Mais surtout on y évoque un sujet très sensible pour la Common Law et les nouvelles pratiques de diffusion en ligne permises par les nouvelles technologies et que ne contrôlent plus les pouvoirs publics. On rappellera en effet que la Common Law (le droit anglo-saxon pour simplifier, donc celui des Etats-Unis en particulier) est basé essentiellement sur le principe du précédent [1] : ce sont les juges (élus) qui font le Droit et, quand des faits identiques sont rencontrés, le rôle des avocats est de trouver le précédent pour que le juge l’applique. D’où l’intérêt primordial de la publication de ces précédents, et l’image d’Epinal des séries américaines avec des kilomètres de rayonnages de recueils de jurisprudence.
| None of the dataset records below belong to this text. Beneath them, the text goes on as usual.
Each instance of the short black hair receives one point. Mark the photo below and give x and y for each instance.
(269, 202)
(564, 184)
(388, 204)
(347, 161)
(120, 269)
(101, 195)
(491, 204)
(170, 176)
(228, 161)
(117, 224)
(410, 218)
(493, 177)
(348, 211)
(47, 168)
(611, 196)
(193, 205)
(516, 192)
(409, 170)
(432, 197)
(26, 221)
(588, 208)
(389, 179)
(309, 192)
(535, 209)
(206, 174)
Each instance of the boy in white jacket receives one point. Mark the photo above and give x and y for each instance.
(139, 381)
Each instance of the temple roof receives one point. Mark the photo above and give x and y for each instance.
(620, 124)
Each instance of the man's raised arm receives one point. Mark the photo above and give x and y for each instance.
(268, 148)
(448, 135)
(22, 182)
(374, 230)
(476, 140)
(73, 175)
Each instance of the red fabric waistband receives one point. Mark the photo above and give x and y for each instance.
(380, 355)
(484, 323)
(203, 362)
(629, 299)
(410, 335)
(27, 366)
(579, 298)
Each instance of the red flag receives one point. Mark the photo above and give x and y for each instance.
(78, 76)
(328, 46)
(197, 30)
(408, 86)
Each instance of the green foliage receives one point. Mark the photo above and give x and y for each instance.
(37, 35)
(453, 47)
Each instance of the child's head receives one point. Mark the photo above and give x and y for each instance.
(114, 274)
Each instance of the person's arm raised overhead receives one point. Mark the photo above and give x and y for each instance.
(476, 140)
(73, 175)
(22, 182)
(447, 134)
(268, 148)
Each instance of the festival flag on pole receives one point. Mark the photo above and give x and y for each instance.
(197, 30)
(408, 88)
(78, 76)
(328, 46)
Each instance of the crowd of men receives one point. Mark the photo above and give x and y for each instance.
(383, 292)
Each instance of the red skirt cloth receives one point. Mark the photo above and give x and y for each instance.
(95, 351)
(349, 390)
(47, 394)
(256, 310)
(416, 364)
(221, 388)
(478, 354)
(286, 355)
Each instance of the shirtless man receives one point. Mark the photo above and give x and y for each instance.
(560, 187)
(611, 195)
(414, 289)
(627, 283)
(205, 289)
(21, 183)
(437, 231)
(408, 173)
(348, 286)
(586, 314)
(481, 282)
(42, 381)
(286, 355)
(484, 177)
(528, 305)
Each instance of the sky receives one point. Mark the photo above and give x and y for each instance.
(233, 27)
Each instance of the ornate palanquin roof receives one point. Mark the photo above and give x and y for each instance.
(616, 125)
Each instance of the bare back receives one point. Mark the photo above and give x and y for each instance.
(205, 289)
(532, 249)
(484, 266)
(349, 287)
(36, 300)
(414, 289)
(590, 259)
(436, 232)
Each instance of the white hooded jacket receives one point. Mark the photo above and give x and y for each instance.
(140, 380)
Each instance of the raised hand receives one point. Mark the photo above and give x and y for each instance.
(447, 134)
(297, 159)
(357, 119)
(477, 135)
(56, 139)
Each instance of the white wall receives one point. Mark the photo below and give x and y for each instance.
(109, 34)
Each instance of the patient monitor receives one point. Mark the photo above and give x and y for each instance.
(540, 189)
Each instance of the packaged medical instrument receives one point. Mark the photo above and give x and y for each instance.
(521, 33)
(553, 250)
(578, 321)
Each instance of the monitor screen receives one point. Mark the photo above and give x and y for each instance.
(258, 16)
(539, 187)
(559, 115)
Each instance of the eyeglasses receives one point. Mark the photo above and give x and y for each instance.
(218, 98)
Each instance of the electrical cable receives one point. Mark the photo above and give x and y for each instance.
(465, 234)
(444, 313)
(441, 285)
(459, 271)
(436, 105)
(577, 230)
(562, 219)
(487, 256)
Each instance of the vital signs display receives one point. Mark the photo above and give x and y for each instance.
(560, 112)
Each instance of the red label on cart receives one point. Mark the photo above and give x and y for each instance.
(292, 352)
Or, tout ne peut pas être publié papier, ni même sur Internet. Mais le champ des arrêts publié évolue sans cesse, posant des problèmes de politiques jurisprudentielles de plus en plus insolubles pour le respect de l’indispensable sécurité juridique.

Ce dernier article fait partie d’une longue série (voir plus loin) sur le même thème et évoque l’opportunité de publier les arrêts d’appel (de Districts Courts) américains.

"Making the Law : Unpublication in the District Courts"

Villanova Law Review, Forthcoming

Contact : HILLEL Y. LEVIN Stanford Law School

Full Text : http://ssrn.com/abstract=1006101

ABSTRACT : In recent years, scholars have engaged the issue of systematic unpublication of judicial opinions in the appellate courts and the problems its poses for judicial accountability and transparency. And not just scholars. Indeed, all elements of the legal profession have weighed in. Judges have issued dueling precedent on the constitutionality of unpublication and traded polemical statements on its appropriateness ; and practitioners, whose voices often seem lost, or at least muted, on issues like this, are in the thick of the debate. The debate has even spurred a change in the rules of appellate procedure, albeit a relatively minor (though still highly contested) one.

Unfortunately, amid all of this talk about unpublication on the appellate courts, the practice of unpublication in the district courts has gone essentially unnoticed.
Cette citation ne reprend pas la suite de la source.